Il y a une légère retouche dans mon image de couverture. J’aurai pu utiliser un vieil outil de Photoshop nommé le Tampon duplicateur mais j’ai préféré utiliser l’IA générative pour ajouter un peu de « matière » à un endroit un peu trop blanc, trop « cramé » comme on dit chez nous. Pour mieux comprendre, je joins ci-dessous l’image d’origine sur laquelle je trouvais que la glace pilée était trop surexposée.

Malgré ma légère retouche utilisant l’IA, je pense que ma photo de couverture reste dans le registre documentaire. C’est en tout cas mon opinion d’auteur. Eventuellement, mon image pourrait basculer dans le domaine de l’illustration ou du fictif si elle devait servir à mettre en valeur un texte qui porterait sur la glace pilée, mais en dehors de ce contexte étroit, l’information de cette photo est une empreinte classique d’une réalité.
Comme de nombreux photographes, lorsque je vois une image qui me plait, j’en prends plusieurs et je sélectionne celle qui me plait le plus lorsque je suis au calme et que j’ai un peu de recul sur ce que je viens de vivre. Pour le choix de cet instant, j’ai hésité à en prendre une autre, plus précisément celle qui suit.

Dans ce second choix possible, je trouvais la posture de la femme plus intéressante car on voit mieux le geste de la découpe et elle est moins reconnaissable. D’un point de vue esthétique, cette image ne me convenait pas car elle est cadrée trop à ras. Un bord du thon et le haut de la tête de la femme manque un peu d’air, c’est trop proche du bord. En quelques secondes, l’IA permet d’élargir mon image, j’ai donc essayé comme en témoigne l’image suivante.

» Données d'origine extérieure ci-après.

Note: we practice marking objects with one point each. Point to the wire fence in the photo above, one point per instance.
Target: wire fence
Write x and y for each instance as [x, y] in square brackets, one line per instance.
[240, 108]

A première vue, l’IA semble avoir bien travaillé mais à mes yeux d’auteur, cette image ne convient pas du tout. Le détail qui me fait rejeter cette image légèrement retouchée par l’IA c’est le drapeau anglais en haut à gauche. Comme on peut le voir sur mon image de couverture, c’est sans conteste un drapeau anglais. Mais sur cette dernière image, l’IA n’a pas reconnu le drapeau et la génération produit une information trouble. Ca ressemble à un drapeau anglais mais ça n’en est plus vraiment un, il y a un gros doute sur la nouvelle image générée par l’IA. Un photomontage facile aurait pu me permettre de rétablir la réalité mais à quoi bon, j’ai une autre image qui me tend la main, j’ai préféré l’utiliser pour la couverture de cet article.
L’importance de l’auteur
Dans mon image de galette des rois, j’évoquai déjà l’importance de l’auteur et j’insiste avec cette nouvelle photo. La connaissance de l’auteur d’une image est importante pour mieux comprendre sa démarche. Un photographe qui n’est pas sensible à l’aspect informatif d’une image pourra passer à coté de détail comme celui que j’évoque avec ce thon. La connaissance de l’auteur apporte au spectateur la possibilité de regarder le travail antérieur du photographe et elle impose au photographe une plus forte responsabilité sur ce qu’il montre.
De l’imitation à l’information
J’ai commencé cette série en mettant l’accent sur la facette imitative de l’IA mais depuis mon instantané du 7 janvier je me rends compte que l’IA produit surtout de l’information artificielle. Il est donc important de savoir sur quel ton l’IA nous parle.